Must There Be only One? The Purpose of Championships I

The B.C.S. spectacles always generate a cacophony of voices demanding a college football playoff, a system that determines the one true best final ultimate champion (for that year at least). The Super Bowl stands as the mirror image of the BCS response to the lust for one final champion. I want to reflect a little on this thirst to have only one champion. What is the real purpose of championships?

In the underrated movie The Highlander, doomed immortals play out a grotesque game over the centuries where they must battle and kill each other until the end. For There Can Be Only One. In the movie the prize for the immortal left standing is to regain their mortality and live and love as a mortal human.

I always wonder about the drive in sports to demand a championship so that there can only be one. The demand for a championship requires that only one person  or team beats all the rest. This lust for a championship demands one who demonstrates dominance or superiority to all others in competition or combat.

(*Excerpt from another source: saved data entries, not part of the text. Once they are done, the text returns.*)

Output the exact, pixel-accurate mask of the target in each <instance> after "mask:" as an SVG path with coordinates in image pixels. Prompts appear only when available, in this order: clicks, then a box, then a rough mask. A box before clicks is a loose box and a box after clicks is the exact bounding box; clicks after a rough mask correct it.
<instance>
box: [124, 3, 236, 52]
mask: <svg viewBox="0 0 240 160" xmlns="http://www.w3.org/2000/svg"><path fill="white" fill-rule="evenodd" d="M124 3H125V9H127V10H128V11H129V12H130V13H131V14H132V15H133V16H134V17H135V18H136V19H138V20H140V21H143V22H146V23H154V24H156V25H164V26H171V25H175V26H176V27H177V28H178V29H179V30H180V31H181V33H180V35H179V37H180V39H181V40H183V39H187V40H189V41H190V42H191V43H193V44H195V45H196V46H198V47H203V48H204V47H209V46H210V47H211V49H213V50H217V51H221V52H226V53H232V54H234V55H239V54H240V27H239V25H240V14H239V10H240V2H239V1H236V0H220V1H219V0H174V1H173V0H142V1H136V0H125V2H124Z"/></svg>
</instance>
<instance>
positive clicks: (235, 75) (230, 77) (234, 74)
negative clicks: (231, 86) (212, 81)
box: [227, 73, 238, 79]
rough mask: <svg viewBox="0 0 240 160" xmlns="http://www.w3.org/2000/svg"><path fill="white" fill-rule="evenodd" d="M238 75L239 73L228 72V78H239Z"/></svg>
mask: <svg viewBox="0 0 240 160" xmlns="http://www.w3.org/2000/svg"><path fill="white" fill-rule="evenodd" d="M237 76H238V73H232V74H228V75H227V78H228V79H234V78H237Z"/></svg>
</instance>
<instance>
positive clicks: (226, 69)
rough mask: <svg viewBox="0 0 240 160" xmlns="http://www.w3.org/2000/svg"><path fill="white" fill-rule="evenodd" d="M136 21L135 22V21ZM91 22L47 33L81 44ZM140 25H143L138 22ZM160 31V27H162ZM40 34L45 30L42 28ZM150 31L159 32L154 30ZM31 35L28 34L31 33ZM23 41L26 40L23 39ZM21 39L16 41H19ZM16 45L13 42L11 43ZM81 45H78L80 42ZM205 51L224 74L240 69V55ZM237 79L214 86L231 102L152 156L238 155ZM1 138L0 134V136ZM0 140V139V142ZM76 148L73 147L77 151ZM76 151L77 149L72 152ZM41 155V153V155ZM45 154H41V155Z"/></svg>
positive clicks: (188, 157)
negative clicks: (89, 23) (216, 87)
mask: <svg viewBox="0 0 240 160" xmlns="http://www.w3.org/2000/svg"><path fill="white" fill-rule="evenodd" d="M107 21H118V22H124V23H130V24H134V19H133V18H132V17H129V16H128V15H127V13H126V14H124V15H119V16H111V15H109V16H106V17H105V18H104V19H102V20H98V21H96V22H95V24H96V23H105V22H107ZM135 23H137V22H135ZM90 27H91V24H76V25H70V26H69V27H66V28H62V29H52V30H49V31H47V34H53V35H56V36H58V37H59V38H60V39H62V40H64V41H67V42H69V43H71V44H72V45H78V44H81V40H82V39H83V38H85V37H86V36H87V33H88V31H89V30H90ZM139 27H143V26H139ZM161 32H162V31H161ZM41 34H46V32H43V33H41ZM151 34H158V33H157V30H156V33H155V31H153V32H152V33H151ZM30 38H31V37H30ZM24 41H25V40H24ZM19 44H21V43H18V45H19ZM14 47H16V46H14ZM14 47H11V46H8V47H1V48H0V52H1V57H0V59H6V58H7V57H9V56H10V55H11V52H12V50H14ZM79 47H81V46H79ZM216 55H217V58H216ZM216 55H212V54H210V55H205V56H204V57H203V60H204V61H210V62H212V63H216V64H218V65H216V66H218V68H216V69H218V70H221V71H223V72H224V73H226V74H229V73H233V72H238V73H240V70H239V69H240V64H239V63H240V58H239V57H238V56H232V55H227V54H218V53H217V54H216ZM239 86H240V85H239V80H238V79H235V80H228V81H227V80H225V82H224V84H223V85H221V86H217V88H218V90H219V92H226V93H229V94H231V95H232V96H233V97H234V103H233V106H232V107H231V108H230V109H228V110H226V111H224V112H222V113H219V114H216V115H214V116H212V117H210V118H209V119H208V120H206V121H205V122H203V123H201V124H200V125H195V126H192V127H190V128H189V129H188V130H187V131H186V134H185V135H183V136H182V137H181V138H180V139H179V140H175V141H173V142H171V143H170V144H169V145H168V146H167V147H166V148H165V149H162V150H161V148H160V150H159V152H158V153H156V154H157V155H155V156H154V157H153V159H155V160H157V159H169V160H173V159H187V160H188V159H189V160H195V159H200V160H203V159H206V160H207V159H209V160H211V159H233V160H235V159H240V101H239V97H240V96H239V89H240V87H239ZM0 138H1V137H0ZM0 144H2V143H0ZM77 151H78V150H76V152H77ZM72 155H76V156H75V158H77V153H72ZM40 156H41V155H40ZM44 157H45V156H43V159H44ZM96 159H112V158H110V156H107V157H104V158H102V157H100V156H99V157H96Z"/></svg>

The linguistic origins of champion hint at this dynamic. The concept has the same origins as camp and campus or field, specifically a field of combat. The Romans specialized the word to describe gladiators and the medieval French and English deployed champion to describe the victor on fields of combat especially the tests of military skill at tournaments. This approach  interprets athletics as an extension of  military combat where the stakes are death, and one person must kill or be killed, to vanquish is to live. The moral contest to be champion remains, like war,  zero sum,  and athletics prepares for and mimics this world of war.

American sport metaphors reek of sport's military origins. It banters around the word "warrior" to describe sports heroes; of course, athletes are not real warriors. The real warriors are in Iraq and Afghanistan. The metaphor of sport as combat and war, however,  drives the demand for one champion who vanquishes the rest and gains the victory or prize. "Victory" itself grows from the Latin root "to conquer,"  and this derives from deep Indo-European roots - to fight or subdue or to succeed in combat. The whole cluster of conflict and battle language around sport drives the ideal of champions.

And yet I wonder.        

The moral worth of sport and athletic endeavor can grow from another ethical root. In most cultures sport obviously grew from the cultivation of skills needed to survive and these involved hunting and fighting and cooperation, but the Greeks and other cultures also saw sport as a way to expand and perfect their humanity. They experience sport as practice in cooperation and growth where individuals pushed each other to grow through competition. Part II will examine how this opens a way of thinking about sport without an obsessive demand that there be only one champion.